The franchisor collects a fee for the right to use its name and systems. Prices can vary dramatically. The franchisee is given the right to represent the franchisor in a given geographical area for a specified length of time (commonly five to 10 years). The franchiser also collects a royalty fee (generally ranging from 2 percent to 20 percent of your gross sales), and it also may make a profit on items it sells to you, as the franchisee.
Is the concept of a franchise right for you? To make your business a success, you must be willing to accept the orders, vision and procedures set forth by the franchisor. Any ideas you have for customizing the proven formula must typically be approved by the franchisor. In a sense, you forego some of the independence you may have sought as an entrepreneur. Of course, the trade-off in autonomy for the support system must be weighed against the increased chances for success.
If you are concerned about the risk involved in a new, independent business venture, then franchising may be the best business option for you.

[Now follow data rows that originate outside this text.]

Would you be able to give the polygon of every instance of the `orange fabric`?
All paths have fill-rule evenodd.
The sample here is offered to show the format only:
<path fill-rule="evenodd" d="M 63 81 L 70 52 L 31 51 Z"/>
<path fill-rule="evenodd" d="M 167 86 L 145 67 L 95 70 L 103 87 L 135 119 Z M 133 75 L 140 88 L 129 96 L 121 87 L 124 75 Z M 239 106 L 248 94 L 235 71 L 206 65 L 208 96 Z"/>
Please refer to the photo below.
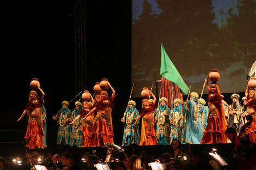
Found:
<path fill-rule="evenodd" d="M 24 136 L 29 149 L 44 148 L 44 132 L 41 125 L 38 126 L 35 119 L 30 119 L 27 124 L 27 131 Z"/>
<path fill-rule="evenodd" d="M 226 143 L 224 131 L 218 109 L 210 111 L 207 125 L 201 143 L 205 144 Z"/>
<path fill-rule="evenodd" d="M 81 128 L 81 132 L 83 135 L 82 147 L 90 147 L 91 145 L 92 127 L 88 124 L 83 125 Z"/>
<path fill-rule="evenodd" d="M 217 92 L 219 95 L 221 95 L 220 90 L 219 90 L 219 85 L 216 83 L 216 89 L 217 90 Z M 223 105 L 222 103 L 220 104 L 216 104 L 215 106 L 216 106 L 217 108 L 218 109 L 219 114 L 220 115 L 220 120 L 222 120 L 222 127 L 223 128 L 223 131 L 225 132 L 226 130 L 226 124 L 225 122 L 225 112 L 223 108 Z M 226 138 L 225 135 L 225 138 Z"/>
<path fill-rule="evenodd" d="M 152 120 L 152 123 L 149 124 L 145 122 L 144 117 L 142 118 L 141 145 L 157 145 L 156 135 L 154 126 L 154 119 Z M 150 127 L 149 126 L 151 126 Z M 150 130 L 151 129 L 151 130 Z"/>
<path fill-rule="evenodd" d="M 251 114 L 253 117 L 253 121 L 246 129 L 246 133 L 249 135 L 251 142 L 256 143 L 256 113 L 253 112 Z"/>

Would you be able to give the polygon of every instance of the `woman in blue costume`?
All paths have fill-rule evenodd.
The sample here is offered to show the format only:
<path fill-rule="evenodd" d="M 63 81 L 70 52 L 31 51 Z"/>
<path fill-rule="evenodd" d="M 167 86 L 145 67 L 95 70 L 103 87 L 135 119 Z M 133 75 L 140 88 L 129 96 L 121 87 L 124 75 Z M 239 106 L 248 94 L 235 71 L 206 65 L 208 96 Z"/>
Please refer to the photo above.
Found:
<path fill-rule="evenodd" d="M 167 106 L 167 99 L 161 98 L 160 99 L 159 110 L 156 114 L 156 139 L 159 145 L 170 144 L 171 133 L 169 117 L 171 111 Z"/>
<path fill-rule="evenodd" d="M 44 106 L 44 100 L 43 100 L 43 105 L 42 106 L 42 118 L 43 119 L 43 130 L 44 131 L 44 141 L 43 144 L 44 148 L 47 148 L 46 142 L 46 132 L 47 132 L 47 124 L 46 124 L 46 111 Z"/>
<path fill-rule="evenodd" d="M 136 106 L 135 101 L 130 100 L 128 102 L 127 110 L 121 119 L 121 122 L 125 124 L 122 146 L 129 146 L 132 144 L 139 145 L 139 123 L 133 126 L 139 116 L 139 112 Z"/>
<path fill-rule="evenodd" d="M 205 99 L 200 98 L 198 99 L 198 107 L 199 107 L 199 114 L 202 122 L 202 127 L 203 131 L 205 131 L 206 128 L 206 124 L 207 123 L 207 117 L 209 114 L 209 107 L 208 106 L 205 106 L 206 102 Z"/>
<path fill-rule="evenodd" d="M 174 107 L 172 114 L 170 117 L 170 122 L 172 130 L 170 135 L 170 143 L 173 139 L 181 141 L 181 132 L 183 126 L 183 110 L 181 104 L 181 99 L 175 99 L 174 100 Z"/>
<path fill-rule="evenodd" d="M 81 111 L 82 105 L 82 104 L 80 101 L 78 101 L 75 102 L 75 107 L 72 111 L 72 114 L 71 115 L 71 122 L 75 120 L 75 118 L 79 115 L 80 112 Z M 73 147 L 74 145 L 78 147 L 82 147 L 83 136 L 80 130 L 80 120 L 81 117 L 71 125 L 71 128 L 69 137 L 69 145 L 71 147 Z"/>
<path fill-rule="evenodd" d="M 199 144 L 203 135 L 202 123 L 199 113 L 198 94 L 192 92 L 190 100 L 184 104 L 186 125 L 182 136 L 183 143 Z"/>
<path fill-rule="evenodd" d="M 58 132 L 57 136 L 57 144 L 66 146 L 69 144 L 70 125 L 69 119 L 71 116 L 71 111 L 68 108 L 69 103 L 67 101 L 62 102 L 62 107 L 58 113 L 53 117 L 53 119 L 57 121 L 58 124 Z"/>

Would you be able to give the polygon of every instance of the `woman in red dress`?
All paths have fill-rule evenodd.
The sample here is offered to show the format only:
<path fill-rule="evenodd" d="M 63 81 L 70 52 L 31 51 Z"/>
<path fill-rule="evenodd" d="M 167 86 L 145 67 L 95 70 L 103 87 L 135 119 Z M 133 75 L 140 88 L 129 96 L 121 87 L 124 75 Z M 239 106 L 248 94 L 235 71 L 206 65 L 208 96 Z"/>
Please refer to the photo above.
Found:
<path fill-rule="evenodd" d="M 249 89 L 249 92 L 248 92 Z M 252 116 L 252 123 L 246 129 L 252 143 L 256 143 L 256 92 L 254 88 L 247 86 L 245 95 L 247 99 L 248 115 Z"/>
<path fill-rule="evenodd" d="M 137 122 L 139 120 L 139 118 L 142 116 L 141 132 L 141 145 L 158 144 L 154 124 L 153 116 L 156 98 L 150 90 L 148 90 L 148 91 L 153 97 L 153 101 L 149 103 L 148 99 L 144 99 L 142 100 L 142 108 L 139 113 L 139 116 L 133 124 L 133 125 L 136 125 Z"/>
<path fill-rule="evenodd" d="M 222 100 L 220 92 L 217 82 L 212 82 L 211 88 L 209 87 L 209 75 L 206 82 L 207 89 L 208 105 L 210 109 L 206 128 L 201 141 L 201 143 L 226 143 L 225 131 L 226 125 L 225 122 L 225 113 L 222 104 L 230 109 L 232 108 L 228 104 Z"/>
<path fill-rule="evenodd" d="M 82 147 L 90 147 L 91 144 L 94 118 L 91 113 L 90 114 L 88 114 L 91 110 L 91 109 L 90 108 L 89 102 L 87 101 L 84 101 L 83 102 L 82 110 L 80 112 L 79 114 L 70 123 L 72 124 L 80 117 L 82 118 L 80 120 L 82 123 L 80 131 L 83 136 Z"/>
<path fill-rule="evenodd" d="M 41 107 L 44 93 L 40 88 L 39 84 L 37 84 L 37 88 L 41 92 L 40 98 L 37 92 L 31 90 L 26 108 L 17 122 L 20 121 L 27 113 L 28 117 L 27 131 L 24 138 L 27 143 L 26 147 L 29 149 L 44 148 L 44 132 L 43 130 L 43 119 Z"/>
<path fill-rule="evenodd" d="M 108 97 L 108 93 L 106 91 L 102 91 L 99 102 L 94 106 L 94 108 L 91 111 L 91 112 L 96 111 L 95 122 L 98 121 L 96 131 L 97 146 L 102 146 L 104 145 L 104 143 L 114 143 L 111 113 L 112 108 L 114 106 L 115 92 L 108 82 L 108 84 L 112 91 L 111 96 Z M 91 114 L 91 112 L 89 114 Z M 94 138 L 93 140 L 94 139 Z"/>

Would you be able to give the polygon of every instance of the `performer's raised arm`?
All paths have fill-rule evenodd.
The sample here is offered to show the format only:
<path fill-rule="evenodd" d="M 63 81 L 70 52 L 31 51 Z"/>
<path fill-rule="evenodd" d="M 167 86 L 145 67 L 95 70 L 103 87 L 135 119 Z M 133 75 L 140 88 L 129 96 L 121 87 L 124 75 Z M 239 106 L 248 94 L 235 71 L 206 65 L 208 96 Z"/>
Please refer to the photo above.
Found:
<path fill-rule="evenodd" d="M 44 99 L 44 97 L 45 94 L 44 93 L 44 91 L 43 91 L 43 90 L 40 88 L 40 86 L 39 85 L 39 84 L 37 84 L 37 88 L 38 88 L 38 90 L 40 90 L 40 92 L 41 92 L 42 94 L 41 96 L 40 97 L 40 100 L 43 101 L 43 99 Z"/>
<path fill-rule="evenodd" d="M 141 118 L 141 115 L 139 115 L 139 116 L 138 116 L 138 118 L 137 118 L 136 121 L 135 121 L 135 122 L 134 124 L 133 124 L 133 126 L 135 125 L 136 124 L 136 123 L 137 123 L 137 122 L 138 121 L 139 121 L 139 119 Z"/>
<path fill-rule="evenodd" d="M 207 89 L 208 92 L 211 90 L 210 87 L 209 87 L 209 74 L 208 74 L 207 77 L 206 77 L 206 82 L 205 82 L 205 85 L 206 86 L 206 89 Z"/>
<path fill-rule="evenodd" d="M 149 92 L 149 93 L 151 93 L 151 95 L 152 95 L 152 96 L 153 97 L 153 104 L 154 105 L 155 105 L 155 101 L 156 101 L 156 98 L 155 97 L 155 95 L 152 93 L 152 92 L 151 92 L 150 90 L 148 90 L 148 91 Z"/>
<path fill-rule="evenodd" d="M 110 88 L 111 90 L 112 90 L 112 94 L 111 95 L 111 96 L 112 96 L 112 99 L 114 99 L 115 95 L 115 90 L 114 90 L 114 88 L 112 87 L 112 86 L 111 86 L 109 82 L 108 82 L 108 86 L 109 86 L 109 87 Z"/>
<path fill-rule="evenodd" d="M 74 123 L 74 122 L 75 122 L 75 121 L 78 120 L 80 117 L 81 117 L 81 116 L 80 116 L 80 114 L 79 114 L 78 116 L 77 116 L 75 117 L 75 118 L 74 119 L 74 120 L 73 120 L 71 123 L 69 123 L 69 124 L 72 125 L 72 124 Z"/>

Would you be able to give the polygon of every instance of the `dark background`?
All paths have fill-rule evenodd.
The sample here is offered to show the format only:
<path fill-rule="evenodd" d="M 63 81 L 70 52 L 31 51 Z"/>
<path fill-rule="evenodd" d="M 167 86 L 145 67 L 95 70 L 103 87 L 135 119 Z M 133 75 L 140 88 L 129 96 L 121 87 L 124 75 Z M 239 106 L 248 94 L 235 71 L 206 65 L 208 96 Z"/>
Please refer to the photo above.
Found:
<path fill-rule="evenodd" d="M 63 100 L 70 101 L 77 95 L 74 1 L 7 1 L 1 2 L 0 7 L 0 149 L 24 149 L 27 117 L 20 122 L 16 120 L 25 108 L 34 77 L 39 78 L 45 93 L 48 147 L 56 147 L 57 125 L 51 117 L 61 108 Z M 95 82 L 108 79 L 118 95 L 112 112 L 114 143 L 121 144 L 123 125 L 120 120 L 132 86 L 131 3 L 86 1 L 85 11 L 85 89 L 92 92 Z M 224 95 L 229 102 L 231 94 Z M 141 99 L 132 99 L 140 110 Z M 69 107 L 72 110 L 75 101 Z"/>
<path fill-rule="evenodd" d="M 112 117 L 115 142 L 121 143 L 120 120 L 131 88 L 131 4 L 86 3 L 84 88 L 93 93 L 95 82 L 108 79 L 118 94 Z M 1 148 L 22 147 L 27 117 L 16 120 L 25 109 L 34 77 L 39 78 L 45 93 L 48 147 L 56 146 L 57 125 L 51 118 L 63 100 L 77 95 L 74 4 L 69 0 L 1 2 Z M 75 100 L 70 104 L 72 110 Z"/>

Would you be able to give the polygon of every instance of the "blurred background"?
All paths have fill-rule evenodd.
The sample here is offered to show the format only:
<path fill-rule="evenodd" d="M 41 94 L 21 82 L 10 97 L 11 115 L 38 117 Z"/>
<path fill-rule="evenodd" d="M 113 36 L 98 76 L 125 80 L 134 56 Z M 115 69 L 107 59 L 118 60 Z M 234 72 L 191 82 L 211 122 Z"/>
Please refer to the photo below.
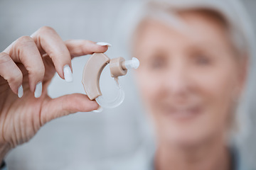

But remember that hard work, dedication, and sacrifice are essential to the success of any business venture, including franchising
At our Clatsop Community College Small Business Development Center, we provide you with the tools and information needed to make an informed decision, plus a business plan process that lays out a specific plan and estimate of costs involved with opening a franchise, which can run from several thousand to well over a hundred thousand dollars to open and sustain a franchise.